# Flickr not playing ball. Is it just me?



## HEADPHONES (Jan 1, 2008)

So I left photobucket and opened a flikr account.
On another forum it works fine.
I choose a pic.
Click share.
Click copy URL
Paste into my post and the image appears on the thread.
On here though, it just appears as a link.

__
https://flic.kr/p/FEN8YF
Is it something I'm not doing or is Flikr not DW friendly?


----------



## Andyblue (Jun 20, 2017)

Looks like it might be a common issue - last page or 2 on here http://www.detailingworld.co.uk/forum/showthread.php?t=396140&page=20&highlight=post+images


----------



## FiestaRed (Jan 13, 2018)

Flickr has just be "acquired" by Smugmug, the website platform provider.

I'm sure it's nothing to do with the problems you're having right now.
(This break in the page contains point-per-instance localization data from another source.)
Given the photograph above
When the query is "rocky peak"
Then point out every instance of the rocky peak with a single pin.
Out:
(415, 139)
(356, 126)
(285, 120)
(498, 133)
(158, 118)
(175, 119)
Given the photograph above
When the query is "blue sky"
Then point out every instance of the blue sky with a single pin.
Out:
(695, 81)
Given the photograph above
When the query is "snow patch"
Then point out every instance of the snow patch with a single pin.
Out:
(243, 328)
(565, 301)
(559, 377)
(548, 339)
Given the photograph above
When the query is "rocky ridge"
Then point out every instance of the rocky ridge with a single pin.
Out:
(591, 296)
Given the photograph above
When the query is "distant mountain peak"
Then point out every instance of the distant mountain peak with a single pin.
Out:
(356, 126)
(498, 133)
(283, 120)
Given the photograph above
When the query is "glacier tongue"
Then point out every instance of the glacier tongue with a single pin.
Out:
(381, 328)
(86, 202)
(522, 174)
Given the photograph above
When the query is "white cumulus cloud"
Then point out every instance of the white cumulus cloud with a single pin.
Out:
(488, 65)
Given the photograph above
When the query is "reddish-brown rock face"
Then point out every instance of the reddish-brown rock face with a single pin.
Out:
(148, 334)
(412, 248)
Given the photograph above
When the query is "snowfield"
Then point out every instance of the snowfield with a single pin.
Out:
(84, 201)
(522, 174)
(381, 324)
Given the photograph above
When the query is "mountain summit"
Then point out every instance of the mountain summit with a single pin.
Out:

Through my website, I had a mail from Smugmug saying they're going to be making quite a few changes to Flickr in the coming months.


----------



## Maxtor (Feb 23, 2007)

350z still looking fresh after more than 10 years by Andy Ten, on Flickr

Click on share and click on the BB code select the size you want and the copy and paste.


----------



## Ben_W (Feb 15, 2009)

FiestaRed said:


> Flickr has just be "acquired" by Smugmug, the website platform provider.
> 
> I'm sure it's nothing to do with the problems you're having right now. Through my website, I had a mail from Smugmug saying they're going to be making quite a few changes to Flickr in the coming months.
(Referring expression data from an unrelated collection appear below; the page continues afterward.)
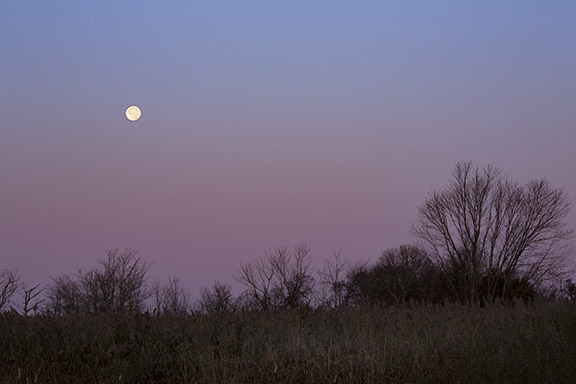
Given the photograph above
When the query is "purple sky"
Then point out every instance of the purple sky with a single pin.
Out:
(265, 124)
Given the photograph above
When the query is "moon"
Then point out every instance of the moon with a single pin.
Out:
(133, 113)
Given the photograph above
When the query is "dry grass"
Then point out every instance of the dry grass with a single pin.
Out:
(425, 344)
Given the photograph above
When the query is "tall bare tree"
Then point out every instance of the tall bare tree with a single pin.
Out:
(281, 279)
(9, 285)
(486, 228)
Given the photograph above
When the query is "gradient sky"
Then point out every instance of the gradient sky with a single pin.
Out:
(265, 123)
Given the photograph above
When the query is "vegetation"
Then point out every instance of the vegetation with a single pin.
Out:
(479, 301)
(399, 344)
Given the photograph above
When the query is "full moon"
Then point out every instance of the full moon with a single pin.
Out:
(133, 113)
Good. Its got THE clunkiest mobile user interface ive come across.....


----------



## HEADPHONES (Jan 1, 2008)

Test attachment using Flickr2BBcodeLITE app to obtain BB code on Android phone


----------



## HEADPHONES (Jan 1, 2008)

Looks like I've found a solution.
Thanks everyone.
Today's new word for me is BB code :lol:


----------